6 Comments on "Power System Frequency – What is it doing? – Why does it matter?"

  1. Is this poor frequency control a reason why we get such poor performance from our inter-connectors ? For example, between NSW and Vic only about a quarter of the line rating is made available to the market, whereas between SA and Vic about half the line rating is made available. The market constraints are contained in equations that are derived by regression from records of frequency. I expect very few market participants understand what these constraints are. The business case for the SA/Vic upgrade was for it to release 650 MW of capacity in both directions, but this has still not been delivered to the market. How many other transmission upgrades might we make on flawed business cases, when the least-cost path to increased inter-connector capacity is simply to set the governors properly ?

    • To a small extent only-
      I think you are referring to stability limits that would apply even if governors were well tuned.
      The lack of frequency control does impact a bit on inter-regional constraints but these may not be fully taken into account in the existing constraint equations, which puts the system at risk.

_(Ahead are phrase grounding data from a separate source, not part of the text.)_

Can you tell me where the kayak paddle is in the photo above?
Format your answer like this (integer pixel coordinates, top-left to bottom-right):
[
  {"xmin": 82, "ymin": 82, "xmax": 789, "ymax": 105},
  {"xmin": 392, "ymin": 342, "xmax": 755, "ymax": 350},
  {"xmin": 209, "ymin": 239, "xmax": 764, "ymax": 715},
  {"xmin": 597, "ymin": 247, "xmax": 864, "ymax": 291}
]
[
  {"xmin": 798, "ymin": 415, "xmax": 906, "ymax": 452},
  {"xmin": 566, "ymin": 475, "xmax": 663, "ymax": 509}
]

      • part of the justification for interconnectors is the ability to share reserves between states thereby making the system more robust and cheaper to operate. The interconnector constraints are more related to contingency reserve sharing where a contingency in a state can be managed by sending additional generation from interstate hence interconnector capacity for use in the energy market is set at a level below the maximum interconnector capacity. This would not be the case if the interconnector was set at maximum capacity for the energy market. The interconnectors are basically working as per the business case.
        Ron R

        • I agree, however if we have sloppy frequency control that also manifests itself as sloppy control of interconnector power flows. This has a significant negative economic impact on the delivery of power.

  2. Great article Bruce. As a long term proponent on renewable energy and the benefits it can and will bring to the Grid I find it amazing that here we are in 2018, with all the technology advances that allow us blast a tank to nothingness using remote controlled drones, we still have major issues with power and the grid. At “watt” point will all these competing disinterests come together and devise a sustainable solution…that provides security at competitive prices.

    • This is one of the main issues holding back the introduction of renewable generation. If we had a more rational approach to frequency control I am confident we could successfully negotiate the technical obstacles currently holding back the industry.